There’s a widespread perception that Americans are inadequately prepared for retirement – they don’t save enough when they’re working, and in retirement their puny pension income forces them to rely on Social Security. In response, elected officials like Sen. Elizabeth Warren propose increasing social security benefits, despite the program facing multi-trillion dollar underfunding. But in today’s Wall Street Journal, Syl Schieber and I write that this perceived retirement crisis is at least partly based on bad data.
The most common reference for retirement income, the Social Security Administration’s Income of the Aged series, relies on Current Population Survey data that doesn’t count most IRA or 401(k) withdrawals as income. In the CPS, only regular payments from a pension count as income – think of a traditional defined benefit pension or a monthly annuity payment.
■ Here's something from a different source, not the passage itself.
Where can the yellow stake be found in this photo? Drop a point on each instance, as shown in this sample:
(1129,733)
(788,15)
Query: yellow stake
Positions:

Irregular or as-needed payments, such as drawing down your 401(k) or IRA when you need funds, aren’t counted as income.
For instance, in 2008:
- The CPS reported $5.6 billion in individual IRA income, but retirees themselves reported $111 billion in IRA income to the IRS.
- The CPS reports that households receiving Social Security benefits collected $222 billion in pensions or annuity income. But federal tax filings show that these same households received $457 billion of pension or annuity income.
In total, the CPS is effectively defining away upwards of 60% of IRA and 401(k) income. It’s not hard to see how this could create the perception of a retirement crisis. Moreover, as Americans increasingly rely on IRAs and 401(k)s these data errors will only grow more important.
There are a range of other issues in understanding how well prepared Americans are for retirement. But this one is pretty important.